The World Black Pudding Throwing Championships returned to Ramsbottom after a two-year absence.

And it seems none of the competitors had lost any of their enthusiasm for this what can only be described as one of the strangest of international tournaments.

Hundreds travelled from across the country to be part of the symbolic tradition which has its origins the War of the Roses. Competitors attempt to dislodge giant Yorkshire puddings from a 20ft high plinth by throwing black puddings.

The festivities were cancelled last year due to Covid.

Participants paid £1 for three attempts to dislodge as many puddings as they could from two ledges high up on a scaffolding set up outside the Oaks Pub on Bridge Street.

Bury Times:

This mum and baby had a go and narrowly missed the target

The fee of £1 has not changed since 1984. Early on a number of people managed to dislodge four puddings with several people tied at the top of the leaderboard. Most, however, were finding it almost impossible to even hit the target

Children as young as three lined up with pensioners to have a try.

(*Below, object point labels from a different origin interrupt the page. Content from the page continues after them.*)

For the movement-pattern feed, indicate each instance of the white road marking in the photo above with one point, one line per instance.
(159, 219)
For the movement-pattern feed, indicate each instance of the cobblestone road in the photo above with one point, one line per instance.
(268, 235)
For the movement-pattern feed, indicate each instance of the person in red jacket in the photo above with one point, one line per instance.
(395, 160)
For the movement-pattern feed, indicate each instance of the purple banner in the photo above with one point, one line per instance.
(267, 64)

People had travelled from Norwich, Bristol and Leicester to take part.

Will from Manchester said: “It is a lot harder than it looks as you are only allowed to use an under-arm technique. I think there must be a perfect way of doing it and anyone who can knock four off has done great.”

Jessie was happy just to watch, “We have been here all day. It is just wonderful to be out and here again. It is so much fun watching people of all ages have a go.”

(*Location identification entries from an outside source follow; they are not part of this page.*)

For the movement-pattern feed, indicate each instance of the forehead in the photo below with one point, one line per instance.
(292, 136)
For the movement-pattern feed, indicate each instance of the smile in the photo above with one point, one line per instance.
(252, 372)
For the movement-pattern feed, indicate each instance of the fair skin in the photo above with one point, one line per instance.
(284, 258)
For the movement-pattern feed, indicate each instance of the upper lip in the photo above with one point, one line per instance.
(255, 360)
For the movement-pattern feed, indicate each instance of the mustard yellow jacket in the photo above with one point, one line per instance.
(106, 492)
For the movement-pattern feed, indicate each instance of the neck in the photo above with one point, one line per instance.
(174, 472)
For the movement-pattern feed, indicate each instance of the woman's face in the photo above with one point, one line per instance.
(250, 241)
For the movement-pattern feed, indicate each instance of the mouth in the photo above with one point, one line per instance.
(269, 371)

The championship, which commemorates Lancastrians who repelled raiding parties from Yorkshire during the War of the Roses, has been organised by the Stubbins Community Trust since 1984.

The custom is believed to derive from an incident when the two sides allegedly resorted to throwing food at each other when their ammunition ran out. Black pudding was thrown by the Lancashire troops, while Yorkshire puddings were thrown by their counterparts.

A whole host of stalls offering antiques to vintage clothes were on display.